The rules have changed and consumers now hold all the power. They can screen calls, sign up for the Do Not Call registry, edit out commercials with DVRs, unsubscribe from e-mails and toss mailers unopened.
This kind of consumer empowerment is good for anyone in direct marketing.
“Direct marketers, of course, realize that measurement is the key to success,” writes Seth Godin, the author of All Marketers Are Liars and dozens of other books. “Figure out what works and do it more! Mass marketers have always resisted this temptation.”
But in a recent speech, he accused most direct marketers of being guilty of “TV thinking,” which says, “I can interrupt whomever I want, whenever I want. I can call you at dinner, I can send e-mail, I can buy magazine ads.
“You’re spammers if you’re sending me unanticipated, impersonal, irrelevant junk in a format I don’t want to get about a product I’m not interested in and won’t have time to look at,” he told the crowd.
Ouch!
So what are the rules in this new marketing paradigm? Deliver asked Godin to explain how marketers should change their strategy. Here’s what he had to say.
START AT THE BEGINNING, NOT THE END
First, Godin argues, marketers need to quit focusing on tweaking product attributes. That’s the wrong end of the selling process. They need to be involved at the very start of product development or their campaigns will continue to fail.
“Innovation is cheaper than advertising,” he points out.
But given corporate politics, is a strategic role in product design possible to achieve? In his book Free Prize Inside, Godin offers methods marketers can use to line up support for their ideas, from making explicit what the dangers of the market status quo is to championing someone else’s pet project.
“You would be surprised at how people will listen when someone in marketing speaks up and explains clearly why something different needs to be done,” he says.
This new influence helps the company create a product that is so remarkable — what Godin famously termed “a purple cow” — that everyone notices and talks it up.
One word of warning though: Because customers are buried by too much information about too many choices, only extreme improvements will be noticed. “Half-measures are not rewarded,” Godin says.
AIM FOR THE EDGES
The marketplace is filled with products that are good, but don’t excite customers and don’t contribute much growth. And don’t count on R&D as a source of fresh thinking.
“It’s a bust because big organizations play it safe and safe is risky in the long run,” he says. “They try to come up with the perfect product everyone agrees is guaranteed to succeed and the result is a compromise that is doomed to failure.”
Real innovation comes not from bureaucracies but from individuals who have nothing to lose by breaking the rules, Godin asserts.

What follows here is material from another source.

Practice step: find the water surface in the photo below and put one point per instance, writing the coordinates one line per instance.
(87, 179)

A technique he calls “edgecraft” focuses on making your product appeal much more strongly to one segment of the market.
“Most companies make the mistake of aiming at the broad center, which is crowded and jammed with noise,” he notes. (And potential customers in the center tend to listen to experienced peers rather than paid advertising anyway, Godin claims).

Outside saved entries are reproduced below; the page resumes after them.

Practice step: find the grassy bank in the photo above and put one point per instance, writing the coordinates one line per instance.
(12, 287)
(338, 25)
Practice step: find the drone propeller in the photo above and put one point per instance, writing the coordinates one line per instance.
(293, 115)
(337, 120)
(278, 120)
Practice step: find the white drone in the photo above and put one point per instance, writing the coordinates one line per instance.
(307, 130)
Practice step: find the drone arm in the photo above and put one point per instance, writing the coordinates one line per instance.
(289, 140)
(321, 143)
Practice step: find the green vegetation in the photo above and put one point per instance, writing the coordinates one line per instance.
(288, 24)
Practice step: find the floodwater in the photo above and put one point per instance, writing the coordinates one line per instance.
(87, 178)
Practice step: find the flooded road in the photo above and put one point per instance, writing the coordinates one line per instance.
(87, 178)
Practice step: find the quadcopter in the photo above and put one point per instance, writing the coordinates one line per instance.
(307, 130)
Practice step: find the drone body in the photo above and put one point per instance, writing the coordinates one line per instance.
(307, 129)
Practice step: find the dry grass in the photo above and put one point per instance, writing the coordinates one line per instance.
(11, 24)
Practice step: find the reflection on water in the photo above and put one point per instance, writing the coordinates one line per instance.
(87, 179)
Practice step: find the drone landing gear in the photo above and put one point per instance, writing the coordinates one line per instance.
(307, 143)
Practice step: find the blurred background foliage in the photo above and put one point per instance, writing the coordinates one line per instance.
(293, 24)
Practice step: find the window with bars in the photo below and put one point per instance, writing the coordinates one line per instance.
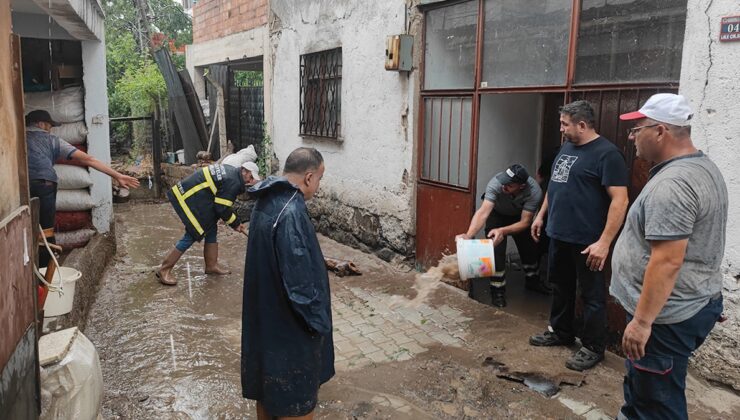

He also warns against trying to please your happy customers.
“They’re your worst enemy, because they’re unlikely to push you to stay ahead of the competition and one day when a competitor has something better, will just quietly leave,” he adds.
Rather, Godin says, “talk with those who are dissatisfied with everything on the market and those who are unsatisfied and don’t even know their needs are not being fully met.”
Finally, forget about focus groups. “People in a small room at a shopping mall will tell you what you want to hear, and I’ve seen time and again where focus groups are used to justify whatever the boss wants,” Godin says.
Better, as he says in his book Purple Cow, to project yourself into the minds of customers by disciplined immersion in the customers’ culture (fan magazines, trade shows, design reviews), then let the marketplace react to a cheap prototype.